Yapı bakımından oyun, gazete bürosu, Jakarta hapishanesi ve Paris’teki bakanlık ofisi arasında gidip gelen çok mekânlı kurgusuyla dikkat çeker. Bu mekânlar, bireysel dram ile uluslararası siyasetin aynı anda yaşandığını gösterir. Dramatik gerilim, Edmond’un kızını kurtarabilmek için gazetesini satmak zorunda kalmasıyla doruğa ulaşır. Hapishanede Apolline ve Anna arasında geçen samimi diyaloglar ile Paris’teki soğukkanlı pazarlıklar birbirine karşıt iki ton oluşturarak oyunun kontrpuanını yaratır.

Karakterler dramaturjik açıdan farklı işlevler üstlenir. Edmond trajik kahramandır; idealleri ile baba olmanın sorumluluğu arasında sıkışır. Raphaël hem dost hem vicdan sesi konumundadır, zaman zaman seyirciye doğrudan hitap ederek gazeteciliğin ikilemlerini ifşa eder. Apolline masumiyetin temsilcisi olarak babasının değerlerini sınayan bir figürdür. Jacques Flamm politik pragmatizmi, Bernard Van ise sermayenin gücünü sahneye taşır.

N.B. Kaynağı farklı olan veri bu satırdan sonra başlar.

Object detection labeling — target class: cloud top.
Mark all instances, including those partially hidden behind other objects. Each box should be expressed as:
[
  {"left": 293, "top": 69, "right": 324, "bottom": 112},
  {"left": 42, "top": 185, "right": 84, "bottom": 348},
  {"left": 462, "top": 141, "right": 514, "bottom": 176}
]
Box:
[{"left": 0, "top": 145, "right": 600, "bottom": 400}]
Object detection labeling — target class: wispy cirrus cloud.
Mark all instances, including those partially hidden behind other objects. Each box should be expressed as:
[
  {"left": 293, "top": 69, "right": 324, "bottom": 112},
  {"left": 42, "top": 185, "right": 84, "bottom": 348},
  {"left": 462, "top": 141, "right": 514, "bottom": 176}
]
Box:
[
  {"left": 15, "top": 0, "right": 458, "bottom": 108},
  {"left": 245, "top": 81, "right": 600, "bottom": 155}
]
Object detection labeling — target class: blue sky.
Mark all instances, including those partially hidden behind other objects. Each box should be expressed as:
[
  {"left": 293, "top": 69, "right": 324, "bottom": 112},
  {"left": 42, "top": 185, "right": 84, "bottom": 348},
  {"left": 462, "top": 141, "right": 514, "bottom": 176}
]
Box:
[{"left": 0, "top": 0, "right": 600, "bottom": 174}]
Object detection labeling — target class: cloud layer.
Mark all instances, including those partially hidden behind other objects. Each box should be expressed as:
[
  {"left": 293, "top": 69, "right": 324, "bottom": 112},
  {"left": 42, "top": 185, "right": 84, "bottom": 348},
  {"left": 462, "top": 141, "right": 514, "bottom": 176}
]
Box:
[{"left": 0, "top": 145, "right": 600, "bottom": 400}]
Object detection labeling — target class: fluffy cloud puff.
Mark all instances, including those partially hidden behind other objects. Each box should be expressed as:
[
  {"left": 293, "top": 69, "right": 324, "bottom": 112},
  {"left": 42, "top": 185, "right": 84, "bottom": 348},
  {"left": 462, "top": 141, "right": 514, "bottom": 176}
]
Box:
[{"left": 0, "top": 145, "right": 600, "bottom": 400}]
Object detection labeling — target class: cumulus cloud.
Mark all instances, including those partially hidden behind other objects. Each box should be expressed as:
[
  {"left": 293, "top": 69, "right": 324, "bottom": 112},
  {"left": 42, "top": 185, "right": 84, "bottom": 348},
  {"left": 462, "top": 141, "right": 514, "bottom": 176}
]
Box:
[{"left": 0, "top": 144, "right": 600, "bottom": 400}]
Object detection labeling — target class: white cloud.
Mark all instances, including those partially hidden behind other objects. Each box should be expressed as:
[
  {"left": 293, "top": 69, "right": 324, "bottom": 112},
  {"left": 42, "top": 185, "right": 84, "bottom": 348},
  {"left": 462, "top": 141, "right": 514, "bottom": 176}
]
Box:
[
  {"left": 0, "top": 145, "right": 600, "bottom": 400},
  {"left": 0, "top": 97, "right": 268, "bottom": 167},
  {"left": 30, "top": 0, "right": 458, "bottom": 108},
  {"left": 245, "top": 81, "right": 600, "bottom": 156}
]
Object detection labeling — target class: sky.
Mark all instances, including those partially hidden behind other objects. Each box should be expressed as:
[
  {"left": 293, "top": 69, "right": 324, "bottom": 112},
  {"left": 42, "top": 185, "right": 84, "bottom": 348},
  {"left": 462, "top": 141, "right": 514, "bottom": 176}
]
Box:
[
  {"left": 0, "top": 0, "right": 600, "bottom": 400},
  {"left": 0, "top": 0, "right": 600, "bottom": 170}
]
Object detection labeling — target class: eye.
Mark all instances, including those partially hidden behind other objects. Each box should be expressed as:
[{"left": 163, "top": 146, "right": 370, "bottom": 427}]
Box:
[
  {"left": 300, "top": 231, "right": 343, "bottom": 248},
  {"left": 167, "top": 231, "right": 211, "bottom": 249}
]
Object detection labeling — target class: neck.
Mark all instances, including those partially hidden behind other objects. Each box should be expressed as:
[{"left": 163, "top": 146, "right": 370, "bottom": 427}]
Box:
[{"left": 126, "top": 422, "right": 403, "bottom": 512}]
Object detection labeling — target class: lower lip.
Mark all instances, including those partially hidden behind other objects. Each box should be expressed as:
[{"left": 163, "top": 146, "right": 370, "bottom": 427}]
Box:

Böylece oyun yalnızca bir baba-kız öyküsü değil, aynı zamanda demokrasi, medya ve iktidar ilişkilerinin bir alegorisi hâline gelir.

Tiyatro dili açısından eserde meta teatral ögeler öne çıkar. Karakterlerin seyirciye doğrudan hitap ederek basın pratiklerini açıklamaları Brecht vari bir yabancılaştırma etkisi yaratır; seyirci, olaylara kapılmak yerine düşünmeye davet edilir. Oyun boyunca kullanılan ironi, özellikle “gerçek” ve “manipülasyon” arasındaki çizginin belirsizleştiği anlarda güçlü bir etki yaratır. Hapishane sahnelerinde yalın ve duygusal bir dil tercih edilirken, politik sahnelerde keskin tartışmalar öne çıkar; bu dilsel çeşitlilik eserin temposunu dengeler.

Dramaturjik açıdan Le Journal, basın özgürlüğünün ideal boyutunu tartışırken şu soruyu sorar: Etik ilkeler, bireysel bedeller ödenmeden gerçekten var olabilir mi? Edmond’un trajedisi, antik tragedyalarda görülen “karakter ile kader çatışması”nın modern bir yorumudur. Ancak burada kader tanrılardan değil; siyaset, sermaye ve medya düzeninden kaynaklanır.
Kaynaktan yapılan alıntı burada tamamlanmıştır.